Authors’ awareness is likely another challenge to be overcome. Although the interest in the differential individual response to the consumption of plant food bioactives is growing, as demonstrated by the increasing number of publications in the field [15], the number of works dealing with this topic is rather scarce if compared to the number of publications in the field. Besides more research approaches addressing this topic from the study design, further efforts are required to report the putative IIV existing in any study. By considering the recommendations on reporting indicated in the dictionary of this QI (Table 1), authors may endow their works with valuable information on the existing IIV. Small efforts during the preparation of their manuscripts may provide a plethora of valuable information and benefits. The authors would benefit from the increased quality of their manuscripts and research, while the whole scientific community would benefit from the availability of this key information. This work presents the consensus of a significant part of the scientific community in the field.
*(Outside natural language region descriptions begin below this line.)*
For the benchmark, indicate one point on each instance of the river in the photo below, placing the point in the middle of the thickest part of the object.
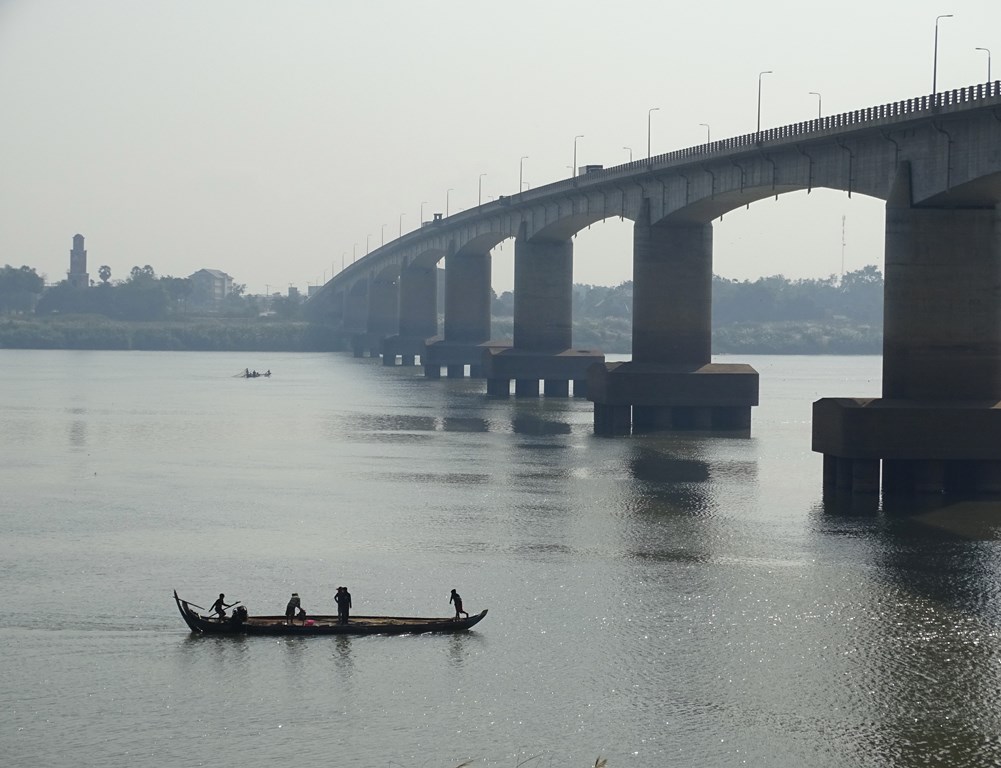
(672, 600)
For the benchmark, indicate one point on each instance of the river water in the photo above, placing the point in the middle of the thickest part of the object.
(656, 601)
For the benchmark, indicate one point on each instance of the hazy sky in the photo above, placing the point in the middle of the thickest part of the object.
(277, 139)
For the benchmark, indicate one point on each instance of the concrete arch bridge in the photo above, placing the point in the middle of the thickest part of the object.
(936, 160)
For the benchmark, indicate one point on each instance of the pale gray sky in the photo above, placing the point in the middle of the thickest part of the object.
(275, 139)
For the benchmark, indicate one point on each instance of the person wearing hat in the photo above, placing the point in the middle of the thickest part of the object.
(293, 605)
(219, 606)
(457, 600)
(343, 601)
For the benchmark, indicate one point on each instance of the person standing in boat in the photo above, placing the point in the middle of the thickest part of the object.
(457, 600)
(343, 601)
(292, 607)
(219, 607)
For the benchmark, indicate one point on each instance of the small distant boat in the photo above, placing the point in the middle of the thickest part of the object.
(240, 623)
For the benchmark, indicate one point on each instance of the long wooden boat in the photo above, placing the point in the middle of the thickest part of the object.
(242, 624)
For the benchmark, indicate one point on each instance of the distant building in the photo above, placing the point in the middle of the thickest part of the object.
(209, 287)
(77, 275)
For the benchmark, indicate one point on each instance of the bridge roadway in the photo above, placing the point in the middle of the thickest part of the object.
(936, 160)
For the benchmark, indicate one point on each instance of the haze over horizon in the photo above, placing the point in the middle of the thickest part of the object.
(279, 141)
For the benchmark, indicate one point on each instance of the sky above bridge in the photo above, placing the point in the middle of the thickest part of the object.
(278, 141)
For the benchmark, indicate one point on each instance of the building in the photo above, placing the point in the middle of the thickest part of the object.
(209, 287)
(77, 275)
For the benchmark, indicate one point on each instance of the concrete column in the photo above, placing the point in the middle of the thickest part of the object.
(383, 307)
(544, 284)
(356, 308)
(672, 291)
(467, 297)
(942, 300)
(418, 301)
Adopting this consensus on reporting guidelines will enable the full appraisal of the trial conducted and will boost the possibilities to pool research data to gain further evidence. In summary, minor changes in the way we report data may lead to major developments in the field of plant bioactives at the individual level, moving with the times to favor suitable strategies for personalized nutrition.

Finally, although the POSITIVe QI was tailored to address the need for a better reporting of inter-individual variation in response to plant bioactives, it might be considered for non-plant bioactive compounds and as a starting point to address similar issues in other related areas, including precision medicine, public health, pharmacokinetics or toxicology [80,81,82]. Further validation of its use on these fields by collaborative networks is suggested.